Metabolic interactions between chlamydiae and their host cells

PhD position. Supervisors: Matthias Horn (UniVienna) and Michael Lalk (with input from Stephan Schmitz-Esser, UniVienna). Host: UniVienna. Secondment internship:to UniGreifswald

Rationale

Chlamydiae are major intracellular pathogens of humans but also occur frequently as endosymbionts of amoebae.
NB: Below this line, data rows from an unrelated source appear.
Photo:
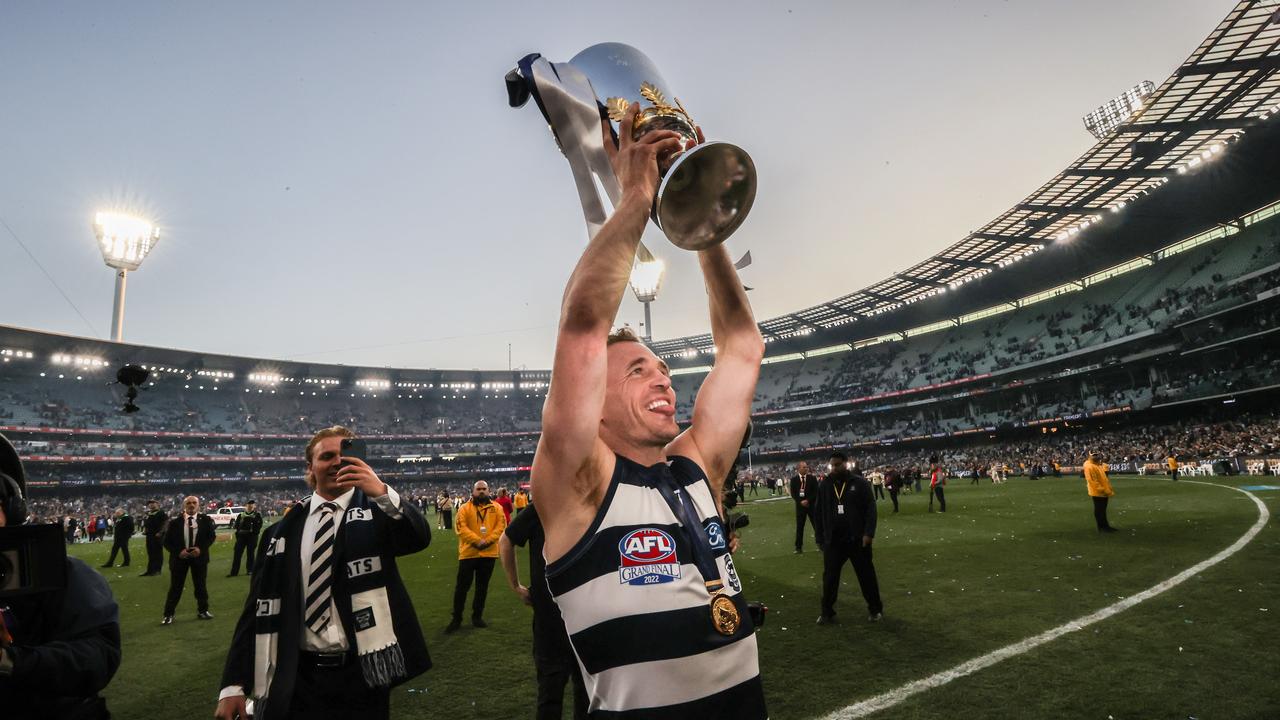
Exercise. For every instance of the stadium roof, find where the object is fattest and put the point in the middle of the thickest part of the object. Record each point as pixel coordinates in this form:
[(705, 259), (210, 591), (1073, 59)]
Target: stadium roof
[(1228, 87)]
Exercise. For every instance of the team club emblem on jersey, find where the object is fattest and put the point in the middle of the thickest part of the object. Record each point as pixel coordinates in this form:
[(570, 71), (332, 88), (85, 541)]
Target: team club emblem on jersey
[(648, 557)]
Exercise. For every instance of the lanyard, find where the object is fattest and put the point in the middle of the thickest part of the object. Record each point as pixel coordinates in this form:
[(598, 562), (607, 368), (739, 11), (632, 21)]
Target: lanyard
[(840, 493), (693, 528)]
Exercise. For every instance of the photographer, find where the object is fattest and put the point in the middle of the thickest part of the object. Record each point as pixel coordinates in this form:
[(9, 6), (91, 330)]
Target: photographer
[(60, 646)]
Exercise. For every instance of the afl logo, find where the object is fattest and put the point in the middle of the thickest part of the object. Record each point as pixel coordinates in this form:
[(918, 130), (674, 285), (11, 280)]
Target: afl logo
[(648, 556), (647, 545)]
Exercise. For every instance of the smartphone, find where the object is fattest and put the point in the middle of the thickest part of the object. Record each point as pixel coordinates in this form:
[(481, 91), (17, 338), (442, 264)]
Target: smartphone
[(355, 447)]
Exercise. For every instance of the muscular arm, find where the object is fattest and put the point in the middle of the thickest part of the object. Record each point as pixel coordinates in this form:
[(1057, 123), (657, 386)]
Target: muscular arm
[(723, 406), (570, 454)]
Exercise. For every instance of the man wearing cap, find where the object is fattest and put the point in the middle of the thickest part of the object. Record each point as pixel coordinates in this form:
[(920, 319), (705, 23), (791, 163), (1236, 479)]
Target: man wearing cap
[(152, 529), (60, 647), (246, 525)]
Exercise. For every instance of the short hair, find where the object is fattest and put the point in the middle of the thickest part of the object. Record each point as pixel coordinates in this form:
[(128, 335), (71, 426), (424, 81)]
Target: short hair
[(624, 335), (336, 431)]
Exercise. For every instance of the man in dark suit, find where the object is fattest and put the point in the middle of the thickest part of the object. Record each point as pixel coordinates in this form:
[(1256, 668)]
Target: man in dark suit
[(328, 627), (120, 533), (188, 540), (845, 518), (803, 488), (246, 527), (152, 529)]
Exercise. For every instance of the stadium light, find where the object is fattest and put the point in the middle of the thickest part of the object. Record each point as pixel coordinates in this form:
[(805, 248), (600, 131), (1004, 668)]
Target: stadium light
[(126, 241), (645, 282)]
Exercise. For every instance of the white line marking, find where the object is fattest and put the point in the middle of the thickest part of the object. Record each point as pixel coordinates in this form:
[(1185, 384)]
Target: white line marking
[(938, 679)]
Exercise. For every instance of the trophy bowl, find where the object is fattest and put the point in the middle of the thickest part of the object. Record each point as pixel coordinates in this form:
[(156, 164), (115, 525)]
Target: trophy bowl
[(707, 188)]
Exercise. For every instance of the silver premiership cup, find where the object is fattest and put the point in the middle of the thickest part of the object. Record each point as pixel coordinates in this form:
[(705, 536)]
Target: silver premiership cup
[(705, 190)]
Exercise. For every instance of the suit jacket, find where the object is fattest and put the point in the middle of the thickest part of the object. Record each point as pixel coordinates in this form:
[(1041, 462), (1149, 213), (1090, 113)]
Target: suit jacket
[(176, 538), (407, 534), (123, 528), (810, 488), (859, 515)]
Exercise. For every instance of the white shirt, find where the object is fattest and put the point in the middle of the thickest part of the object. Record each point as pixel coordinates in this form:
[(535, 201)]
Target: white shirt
[(333, 638)]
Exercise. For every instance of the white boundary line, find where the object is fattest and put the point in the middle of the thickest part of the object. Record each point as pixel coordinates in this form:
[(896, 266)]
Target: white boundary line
[(968, 668)]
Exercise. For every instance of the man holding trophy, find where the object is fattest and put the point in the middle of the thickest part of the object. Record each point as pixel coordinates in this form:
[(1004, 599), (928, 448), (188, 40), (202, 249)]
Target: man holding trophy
[(639, 560)]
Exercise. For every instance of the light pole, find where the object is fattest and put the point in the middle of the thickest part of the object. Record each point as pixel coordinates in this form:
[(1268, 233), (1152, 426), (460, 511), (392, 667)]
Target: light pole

Comparative genomics revealed that chlamydiae have adapted to an intracellular life style in Precambrian times, long before they diverged and evolved to pathogens or symbionts, respectively. For these highly adapted intracellular bacteria, metabolic interactions with their eukaryotic hosts are a key feature.

Objectives

To better understand chlamydial biology and evolution by comparative characterization of metabolic interactions with their host cells. A hallmark of all chlamydiae, both pathogens and symbionts, is their developmental cycle consisting of morphological and physiological different stages. We plan to gain a comprehensive overview of metabolic host interactions during this developmental cycle. We have shown recently that in contrast to previous assumptions, the extracellular stage of chlamydiae (the elementary body) is metabolically active. We plan to study this phenomenon and its implications in greater detail.

Key methods

We have used successfully confocal Raman microspectroscopy to differentiate the developmental stages of chlamydiae, and to demonstrate the uptake of the amino acid phenylalanine by chlamydiae from their host cells. Building on this, we will use Raman microspectroscopy and secondary ion mass spectrometry (nanoSIMS) in combination with incubation with stable isotope labeled substrates to systematically analyze intracellular metabolic interactions and extracellular metabolism predicted from genomics. These analyses will be supplemented by metabolite analyses of chlamydiae and their hosts by NMR and mass spectrometry techniques.